Sunday 31 August 2014

All You Ever Wanted to Know About Pandemics – and Then Some

The Viral Storm: The Dawn of a New Pandemic Age, by Nathan D. Wolfe
(ISBN-13: 978-1846142987)

A warning, for those with a nervous disposition this is not a book for you; if you have an obsessive compulsive nature and go around cleaning door handles after others have touched them, then this is also not the book for you.

Pandemic originates from the Greek pan meaning all and demos meaning people. Whether or not a disease is labelled as a pandemic is not related to how many people it manages to kill, but by how much it can spread. The ideal candidate has the ability to spread easily from person to person as well as harm and kill those it infects. The author defines pandemic as ‘a new infectious agent that has spread to individuals on all continents’ (except Antarctica) and tries to answer how and why pandemics start, and what can be done to prevent them.

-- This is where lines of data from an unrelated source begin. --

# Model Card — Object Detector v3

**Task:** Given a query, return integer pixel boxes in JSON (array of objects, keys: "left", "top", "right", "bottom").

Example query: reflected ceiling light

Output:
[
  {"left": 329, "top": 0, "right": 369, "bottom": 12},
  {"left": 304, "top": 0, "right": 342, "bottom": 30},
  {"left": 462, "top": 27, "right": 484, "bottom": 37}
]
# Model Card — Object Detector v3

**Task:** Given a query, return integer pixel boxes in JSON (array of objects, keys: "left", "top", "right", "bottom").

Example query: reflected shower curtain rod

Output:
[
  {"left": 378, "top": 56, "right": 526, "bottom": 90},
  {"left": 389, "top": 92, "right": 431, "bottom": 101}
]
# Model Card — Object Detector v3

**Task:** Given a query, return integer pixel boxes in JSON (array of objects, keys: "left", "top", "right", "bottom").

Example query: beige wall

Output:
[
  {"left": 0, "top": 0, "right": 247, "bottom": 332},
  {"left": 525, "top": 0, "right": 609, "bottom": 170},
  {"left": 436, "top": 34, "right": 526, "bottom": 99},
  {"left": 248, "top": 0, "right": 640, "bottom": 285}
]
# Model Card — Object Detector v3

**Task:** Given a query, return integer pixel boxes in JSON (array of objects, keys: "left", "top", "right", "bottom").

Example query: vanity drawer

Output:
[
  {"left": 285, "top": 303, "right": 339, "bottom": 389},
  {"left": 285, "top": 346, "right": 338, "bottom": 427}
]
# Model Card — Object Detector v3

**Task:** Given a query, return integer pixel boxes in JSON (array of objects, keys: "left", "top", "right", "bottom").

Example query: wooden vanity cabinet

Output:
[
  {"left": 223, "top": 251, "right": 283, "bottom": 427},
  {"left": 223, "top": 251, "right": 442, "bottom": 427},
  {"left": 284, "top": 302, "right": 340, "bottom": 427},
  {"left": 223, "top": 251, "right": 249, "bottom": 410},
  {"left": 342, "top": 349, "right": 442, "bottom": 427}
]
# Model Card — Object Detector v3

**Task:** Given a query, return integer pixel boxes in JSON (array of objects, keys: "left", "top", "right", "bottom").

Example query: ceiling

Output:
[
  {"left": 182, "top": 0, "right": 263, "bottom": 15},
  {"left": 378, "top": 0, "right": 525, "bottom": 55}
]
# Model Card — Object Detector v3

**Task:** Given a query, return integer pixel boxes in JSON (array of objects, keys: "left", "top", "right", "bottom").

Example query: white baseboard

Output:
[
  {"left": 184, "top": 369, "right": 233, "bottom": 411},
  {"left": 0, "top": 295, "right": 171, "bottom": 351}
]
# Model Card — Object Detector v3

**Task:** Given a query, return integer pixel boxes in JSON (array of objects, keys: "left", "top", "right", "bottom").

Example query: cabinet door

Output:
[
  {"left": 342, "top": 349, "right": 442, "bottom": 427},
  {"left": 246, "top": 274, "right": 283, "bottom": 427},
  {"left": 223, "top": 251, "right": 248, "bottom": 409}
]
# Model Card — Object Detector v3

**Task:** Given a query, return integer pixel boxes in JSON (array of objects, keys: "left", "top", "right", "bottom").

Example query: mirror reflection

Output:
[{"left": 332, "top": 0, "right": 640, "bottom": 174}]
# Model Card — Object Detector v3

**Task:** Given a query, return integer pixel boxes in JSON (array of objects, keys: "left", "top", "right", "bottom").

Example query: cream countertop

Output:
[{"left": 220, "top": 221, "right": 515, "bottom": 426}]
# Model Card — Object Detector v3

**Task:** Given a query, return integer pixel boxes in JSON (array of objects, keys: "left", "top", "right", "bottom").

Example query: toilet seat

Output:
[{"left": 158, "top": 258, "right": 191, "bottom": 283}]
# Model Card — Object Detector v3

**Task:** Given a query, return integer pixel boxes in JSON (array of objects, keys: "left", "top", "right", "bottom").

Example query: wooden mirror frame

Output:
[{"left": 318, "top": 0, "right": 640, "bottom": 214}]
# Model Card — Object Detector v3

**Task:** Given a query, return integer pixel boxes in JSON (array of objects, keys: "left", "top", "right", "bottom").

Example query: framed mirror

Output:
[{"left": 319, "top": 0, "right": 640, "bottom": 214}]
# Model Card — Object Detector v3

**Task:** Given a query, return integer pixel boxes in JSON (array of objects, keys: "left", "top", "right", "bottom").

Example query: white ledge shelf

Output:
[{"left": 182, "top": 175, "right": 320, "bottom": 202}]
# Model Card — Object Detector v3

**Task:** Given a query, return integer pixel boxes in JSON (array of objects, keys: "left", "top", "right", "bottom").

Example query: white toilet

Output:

Using the spread of HIV as the template for other potential pandemics, he attempts to explain how our evolution from small isolated hunter-gather communities into city-dwelling, high-density populations, who globe-trot around the world has allowed us to create the conditions for a viral ‘perfect storm’. Viral sequencing has enabled scientists to trace HIV evolution back to the late nineteenth or early twentieth century when it is presumed that a hybrid Simian immunodeficiency virus jumped from chimpanzees to humans via hunters catching and butchering infected animals. From this beginning, the virus remained unobserved and unrecognized in small isolated communities in Africa, 50 years before we had ever heard of it, and often following evolutionary ‘dead-end’ pathways. At some point, an HIV isolate obtained the necessary capacities to allow it to spread more easily and by capitalizing on our modern lifestyles involving urbanization and global travel it has spread into every corner of the world. In the way that HIV has gone global, are there other viruses waiting in the wings that will evolve in a similar way and are as yet undiscovered?

As I read the first part of the book, I found myself thinking ‘we’re doomed;’ however, we are left with some hope. The ability to stop pandemics is dependent on the dedication of the author, alongside that of several other teams of equally committed individuals across the globe. Self-styled as virus hunters, and reminiscent of storm chasers, Nathan Wolfe and his colleagues provide ‘listening posts’ at ‘hot spots’ around the globe with the objective of stopping potential pandemics in their tracks before they are able to take hold and spread. By harnessing modern, cutting-edge technology they are monitoring global ‘viral chatter.’ One eventual hope is that we will soon have the ability to recognize ‘early unusual clusters of health complaints that might signal the beginning of an epidemic,’ otherwise known as ‘digital epidemiology’.

Written in a very accessible style, the book makes a compelling read. As well as highlighting areas of modern-day medical virology relevant to halting the spread of a potential pandemic, it is an anthropological study of the interaction of people and viruses. The author examines our ancestry from a viral perspective and helps to explain the natural evolution of pandemics without bamboozling the reader with science. Well worth a read – but maybe not when you have flu-like symptoms or a cough.